## More weirdness and hackology

Non-spam and Anime things that don't fit in C&C. Also where talk that you don't want to turn into spam goes. So No Spam allowed

### More weirdness and hackology

For reasons of just because, I went looking for fast sines and cosines last night. I think the coolest hack I found was about 1400 years old, and comes from an Indian mathematician, Bhaskara (I). It calculates a sine over an 180-degree arc with a worst error of 0.0016 (at 10°).

In pseudo-code it could be: a := (180 - angle) * angle; sin := (4 * a) / (40500 - a);

A 1967 article by one R. C. Gupta shows a cosine over the same arc (0–180°) derived from this rule.

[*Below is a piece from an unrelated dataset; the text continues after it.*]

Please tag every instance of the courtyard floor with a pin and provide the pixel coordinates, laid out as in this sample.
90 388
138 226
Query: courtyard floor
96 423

Pseudo code: a := angle*angle; cos := (32400 - 4 * a) / (32400 + a);

Mind, I am yet to code them up to get some numbers for myself on error and stuff.
Without force fields, power cannot generate.
Té Rowan  Posts: 1162

### Re: More weirdness and hackology

Got around to tabulate some numbers. The cosine is good from -90° to +90°, not 0–180°, as I first thought. Ain’t done maths in a long time, so perhaps no wonder I pulled a thinko. Oh, well…

Looks like it will be time to practice some input range reduction, as in:

1. Reduce deg to 0–360°.
2. If deg<180, return sin(deg), else return -sin(deg-180).

Hennyways and milwaukyroads, the sine’s error is 0 at 0, 30, 90, 150 and 180 degrees, 0.0016299 high at 12 and 168 degrees and 0.0013434 low at 51 and 129 degrees. The worst angular errors are 0.095492 high at 12 and 168 degrees and 0.132988 low at 59 and 121 degrees.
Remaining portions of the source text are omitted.